L’entente conclue entre l’AUCC et un collectif de droit d’auteur essuie cependant certaines critiques de la part du milieu universitaire.

par ROSANNA TAMBURRI | 03 MAI 12

L’Association des universités et collèges du Canada (AUCC) et Access Copyright, l’organisme qui administre les redevances liées au droit d’auteur pour le compte d’auteurs et d’éditeurs, sont parvenus à une entente, mettant ainsi fin à un long contentieux qui a opposé le milieu universitaire et le collectif de droit d’auteur.

Les universités qui acceptent de signer l’entente annoncée le 16 avril paieront des redevances annuelles de 26 $ par étudiant équivalent temps plein (ETP) en échange de l’autorisation de copier et de distribuer des œuvres protégées par le droit d’auteur. Selon les modalités de l’entente précédente, les universités payaient des frais annuels fixes de 3,38 $ par étudiant, auxquels s’ajoutaient des frais de 0,10 $ la page pour les compléments de cours. Combinés, ces frais généraient des revenus de 18 $ à 19 $ par étudiant ETP pour le collectif de droit d’auteur. La nouvelle entente couvre à la fois les copies en formats papier et numérique, tandis que la précédente s’appliquait uniquement aux documents imprimés.

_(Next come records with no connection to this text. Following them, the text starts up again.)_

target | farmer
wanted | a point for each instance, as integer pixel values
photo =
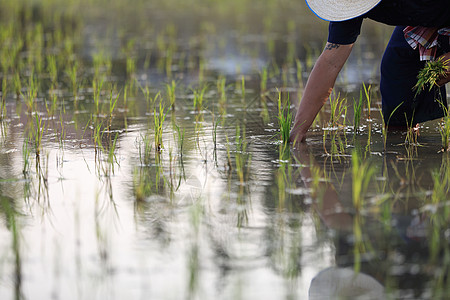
(422, 33)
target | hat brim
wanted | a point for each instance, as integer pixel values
(340, 10)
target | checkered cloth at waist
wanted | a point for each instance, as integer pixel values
(425, 38)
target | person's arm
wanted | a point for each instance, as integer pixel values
(318, 87)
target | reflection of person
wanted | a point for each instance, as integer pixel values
(422, 33)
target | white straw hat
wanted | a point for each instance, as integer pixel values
(340, 10)
(344, 283)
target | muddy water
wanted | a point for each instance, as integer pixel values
(222, 210)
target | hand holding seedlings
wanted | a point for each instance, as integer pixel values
(445, 78)
(435, 73)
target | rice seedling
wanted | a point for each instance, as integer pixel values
(170, 88)
(31, 93)
(362, 174)
(242, 157)
(368, 99)
(201, 71)
(52, 70)
(72, 73)
(385, 127)
(145, 149)
(159, 118)
(263, 83)
(180, 139)
(17, 84)
(357, 108)
(38, 132)
(3, 94)
(199, 98)
(284, 119)
(113, 98)
(243, 87)
(444, 129)
(412, 133)
(430, 74)
(299, 73)
(97, 85)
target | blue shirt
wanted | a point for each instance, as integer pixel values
(428, 13)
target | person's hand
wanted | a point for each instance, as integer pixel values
(445, 79)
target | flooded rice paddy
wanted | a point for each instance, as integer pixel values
(142, 157)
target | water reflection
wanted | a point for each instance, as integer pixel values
(386, 250)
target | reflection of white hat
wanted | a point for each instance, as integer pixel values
(340, 283)
(340, 10)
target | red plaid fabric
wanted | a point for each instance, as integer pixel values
(425, 38)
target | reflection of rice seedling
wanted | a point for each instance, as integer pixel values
(431, 73)
(159, 118)
(3, 98)
(180, 134)
(243, 87)
(284, 119)
(362, 173)
(38, 132)
(72, 73)
(242, 158)
(338, 108)
(221, 89)
(113, 100)
(412, 133)
(368, 99)
(214, 136)
(171, 93)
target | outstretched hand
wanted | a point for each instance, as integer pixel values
(446, 78)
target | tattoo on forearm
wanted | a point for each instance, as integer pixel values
(331, 46)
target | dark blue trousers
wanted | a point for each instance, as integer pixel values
(399, 68)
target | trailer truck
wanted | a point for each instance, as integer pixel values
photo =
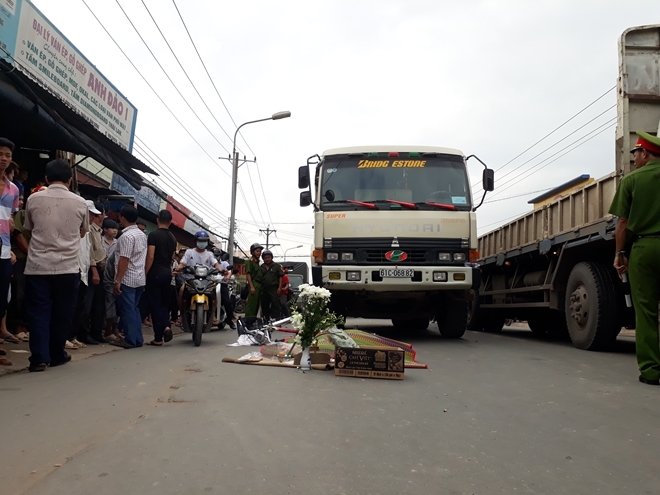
(395, 233)
(553, 266)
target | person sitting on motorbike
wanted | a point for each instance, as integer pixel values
(199, 255)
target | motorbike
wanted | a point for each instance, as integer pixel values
(201, 285)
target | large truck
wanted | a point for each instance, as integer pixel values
(395, 233)
(553, 266)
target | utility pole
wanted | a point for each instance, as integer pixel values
(234, 178)
(268, 231)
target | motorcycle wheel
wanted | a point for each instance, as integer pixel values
(199, 326)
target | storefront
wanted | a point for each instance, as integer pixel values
(55, 103)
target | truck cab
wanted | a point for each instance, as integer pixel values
(395, 233)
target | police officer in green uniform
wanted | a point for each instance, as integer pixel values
(637, 204)
(271, 284)
(253, 276)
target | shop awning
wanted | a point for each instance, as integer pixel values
(32, 117)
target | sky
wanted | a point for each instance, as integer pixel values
(490, 78)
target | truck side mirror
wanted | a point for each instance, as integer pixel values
(305, 198)
(488, 180)
(303, 178)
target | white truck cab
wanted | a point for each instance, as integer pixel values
(395, 233)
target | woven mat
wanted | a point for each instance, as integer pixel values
(371, 339)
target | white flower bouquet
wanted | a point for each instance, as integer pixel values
(313, 318)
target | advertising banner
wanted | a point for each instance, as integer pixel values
(9, 15)
(44, 53)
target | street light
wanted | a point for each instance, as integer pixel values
(296, 247)
(234, 180)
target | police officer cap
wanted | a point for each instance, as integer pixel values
(202, 235)
(647, 142)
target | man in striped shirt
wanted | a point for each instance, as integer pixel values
(8, 206)
(130, 277)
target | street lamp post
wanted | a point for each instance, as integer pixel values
(296, 247)
(234, 180)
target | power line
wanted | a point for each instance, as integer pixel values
(517, 195)
(151, 87)
(169, 183)
(282, 223)
(168, 77)
(208, 74)
(558, 127)
(199, 56)
(550, 147)
(608, 124)
(184, 70)
(180, 183)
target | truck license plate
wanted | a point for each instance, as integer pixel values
(390, 273)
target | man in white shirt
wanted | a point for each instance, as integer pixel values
(199, 255)
(130, 277)
(58, 219)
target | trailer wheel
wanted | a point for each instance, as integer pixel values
(492, 321)
(591, 307)
(452, 321)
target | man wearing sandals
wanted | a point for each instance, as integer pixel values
(161, 247)
(58, 220)
(130, 279)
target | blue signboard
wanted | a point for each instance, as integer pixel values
(34, 46)
(10, 13)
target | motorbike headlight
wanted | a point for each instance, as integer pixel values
(201, 271)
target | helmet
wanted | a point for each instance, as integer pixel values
(202, 235)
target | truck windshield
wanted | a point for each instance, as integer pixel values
(418, 180)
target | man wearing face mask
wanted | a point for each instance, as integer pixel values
(200, 256)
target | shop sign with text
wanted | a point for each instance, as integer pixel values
(44, 53)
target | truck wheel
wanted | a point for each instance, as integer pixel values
(591, 307)
(199, 325)
(492, 322)
(452, 321)
(411, 323)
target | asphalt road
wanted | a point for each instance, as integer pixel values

Le nouveau tarif est inférieur à celui de 45 $ par étudiant ETP qu’Access Copyright demandait initialement. Il est également inférieur au tarif de 27,50 $ obtenu plus tôt cette année par l’Université de Toronto et l’Université Western dans le cadre d’une entente distincte (celle-ci prévoit que les deux établissements pourront bénéficier du tarif moindre négocié par l’AUCC).
L’entente conclue entre l’AUCC et Access Copyright est un modèle de licence, ce qui signifie que chaque établissement membre de l’AUCC doit décider s’il la signe ou non. Il est encore difficile de savoir combien le feront.

L’entente ne s’applique pas aux universités du Québec, qui sont soumises à un accord distinct avec un collectif de droit d’auteur québécois qui prévoit des frais de 25,50 $ par étudiant ETP pour les droits de photocopie.

Selon le président-directeur général de l’AUCC, Paul Davidson, la nouvelle entente assure aux universités « une stabilité à long terme des tarifs et l’accès à une nouvelle gamme de documents numériques ».

Les groupes d’étudiants, les associations de professeurs, les groupes de bibliothécaires et d’autres intervenants ont cependant vivement critiqué l’entente, car ils la jugent trop coûteuse vu le déclin de l’utilisation des compléments de cours photocopiés, de la montée des revues en libre accès, du grand nombre d’œuvres du domaine public et des nombreux accords de licence que les universités ont conclus directement avec des éditeurs de revues électroniques et de manuels scolaires, contournant ainsi Access Copyright. À l’heure actuelle, les universités paient environ 160 millions de dollars par année pour ces licences numériques.

Les détracteurs de l’entente remettent également en question le moment choisi pour s’entendre avec Access Copyrigt, étant donné que le gouvernement fédéral devrait adopter plus tard cette année le nouveau projet de loi C-11, qui élargira la portée de la disposition traitant de l’utilisation équitable – autorisant la reprographie à des fins privées ou de recherche – afin d’inclure l’utilisation à des fins éducatives, et qui prévoit également une nouvelle exception visant les œuvres diffusées publiquement sur Internet.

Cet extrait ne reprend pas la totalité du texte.